- Freighters say direct flights between Nairobi and New York will boost business because of the lower charges for cargo.
- The 16-hour flight cuts the long times passengers have had to endure through transit airports in different continents.
- In Africa, only Morocco, Cape Verde, Senegal, Ghana, Nigeria, Ethiopia, and South Africa have direct flights to the US.
Kenya’s decade-long journey towards achieving direct flights between Nairobi and New York has finally been achieved, with the inaugural Kenya Airways flight expected to touch down in the US Monday, marking a major milestone in the country’s aviation industry.
The development, which makes Kenya the eighth country on the continent and the first in East Africa to operate direct flights to the US, is seen as a boost to the country’s economy, with focus on trade and tourism.
In Africa, only Morocco, Cape Verde, Senegal, Ghana, Nigeria, Ethiopia, and South Africa have direct flights to the US.
The 16-hour flight cuts the long times passengers have had to endure through transit airports in different continents.

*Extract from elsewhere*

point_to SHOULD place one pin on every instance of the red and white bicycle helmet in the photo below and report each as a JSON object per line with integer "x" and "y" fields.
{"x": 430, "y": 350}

“This has come at the right time for us as we are no longer going to endure the challenges of delay that comes with connecting flights to get home,” said Mr Elly Kemboi a Kenyan living in Ithaca, New York.
Mr Kemboi, however, says Kenya Airways should maintain low fares to attract more passengers who might opt to use other airlines because of the cost.
Direct flight to the US is good news to the horticulture industry, which has for long been eyeing to expand the share of the American market.
“The US is a huge opportunity for Kenya and indeed eastern Africa. The market demands are high in terms of volumes and consistency. As a strong player in the region, Kenya stands to benefit from the neighbours to ensure consistent supply all year round because of the direct flight,” says Ms Jane Ngige, chief executive of Kenya Horticulture Council.
“Fortunately Kenyan flowers have no market access challenges into the USA. It is quota and duty free. In addition, there are no requirements for Pest Risk Analysis (PRA),” she added.
Ms Ngige said Kenya’s hybrid and spray roses do not compete with the large, long stem roses from Ecuador and Columbia and this will give Kenya an edge in the US market.
She said direct flights will reduce freight costs to improve competitiveness. “Ethiopia flies direct to the US; farmers get subsidies, giving Kenya stiff competition. But subsidies are not sustainable in the long run.”
The new development will see expansion on other products such as vegetables, baby carrots, baby corn, French beans and snap peas, which have already undergone PRA and have been cleared for entry into the USA.
She said the greatest opportunities lies in Kenyans living and working in the States as they could be productive partners in marketing the country’s products based on their knowledge and understanding of the American terrain in terms of consumers’ trends and behaviour.
Freighters said direct flights between the two countries would immensely boost trade through lower charges.
Direct flights will save up to 20 per cent on cargo operation costs, making Kenya’s goods competitive in America, they said.
Freighters have had to make stopovers in Europe or the Middle East before proceeding to the US, compromising the quality of perishable goods.
The granting of International Aviation Safety Assessment (Category 1) in February, 2017, was the culmination of a long journey that started way back in 2010 by the Kenya Civil Aviation Authority.
The Category 1 is granted by the Federal Aviation Administration (FAA) to States that have demonstrated effective implementation of International Civil Aviation (ICAO) Standards and Recommended Practices. Category 1, allows a state to establish (through its national airline or nominated carriers) direct flights to the USA.
“In the conduct of IASA audits, the FAA is guided by ICAO requirements, these requirements focus on areas of personnel licensing, operation of aircraft and airworthiness” said Mr Gilbert Kibe, the director-general of KCAA.
The requirements were aimed at assessing the Kenyan Civil Aviation oversight system to ensure that it is established and implemented in accordance with ICAO requirements and that it provides effective oversight on Kenyan operators to guarantee safety while operating in the US.
Throughout the process, FAA provided technical support to Kenya in facilitating skill and knowledge enhancement and also understanding of international requirements.